Sudan’s finance minister, Gibril Ibrahim, revealed on Wednesday that the country’s oil production plummeted from around 500,000 barrels per day to under 30,000 following South Sudan’s secession in 2011.
Speaking at the Russian Energy Week Forum in Moscow, Ibrahim said the loss of southern oil fields dealt a severe blow to Sudan’s economy, which had been heavily dependent on petroleum exports.
“Before the secession of South Sudan, the total results we had were something like 5 billion barrels, and we are left with only 1.5 [billion],” Ibrahim explained during his address.
He noted that the government is seeking technical partnerships to revive the sector, saying output could rise to as much as 180,000 barrels per day “if we work with partners who have the technology.”

The event, which brought together officials from 84 countries, focused on global energy challenges and strategies for sustainable production.
According to the International Energy Agency, Sudan’s crude exports declined by 84% between 2000 and 2023, largely due to the partition that gave South Sudan control of most of the oil-rich fields.
Despite gaining independence, South Sudan remains reliant on Sudanese infrastructure to transport its oil to global markets through pipelines leading to Port Sudan on the Red Sea.
However, Sudan’s ongoing civil conflict now threatens the stability of this arrangement, endangering South Sudan’s vital oil revenues.
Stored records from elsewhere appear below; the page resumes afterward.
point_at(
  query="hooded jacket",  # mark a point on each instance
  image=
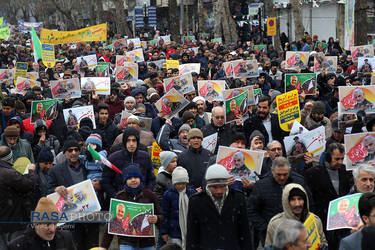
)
(288, 214)
(112, 182)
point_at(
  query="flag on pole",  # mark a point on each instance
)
(104, 160)
(36, 46)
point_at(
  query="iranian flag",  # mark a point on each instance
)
(36, 46)
(104, 160)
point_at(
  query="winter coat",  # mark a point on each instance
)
(145, 196)
(170, 207)
(288, 214)
(112, 182)
(195, 162)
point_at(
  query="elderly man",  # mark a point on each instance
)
(265, 200)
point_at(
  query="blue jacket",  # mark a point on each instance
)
(170, 207)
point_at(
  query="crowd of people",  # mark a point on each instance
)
(197, 203)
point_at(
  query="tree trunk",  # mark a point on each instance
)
(360, 23)
(297, 17)
(174, 20)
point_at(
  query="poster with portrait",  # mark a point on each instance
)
(296, 59)
(68, 87)
(183, 83)
(236, 106)
(24, 84)
(101, 85)
(43, 109)
(190, 67)
(171, 103)
(311, 142)
(241, 162)
(86, 62)
(359, 149)
(80, 201)
(247, 68)
(304, 82)
(211, 89)
(343, 212)
(73, 116)
(361, 51)
(130, 219)
(355, 98)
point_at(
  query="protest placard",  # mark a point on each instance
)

In response, the two neighbouring countries signed a new agreement last week to safeguard key oil installations, including cross-border pipelines and pumping stations.
The agreement is seen as an important step to maintain production and prevent further economic damage in both nations.
Ibrahim’s comments come as Sudan seeks foreign investment and technical cooperation to revitalise its depleted oil industry, even as political instability and insecurity continue to deter many potential investors.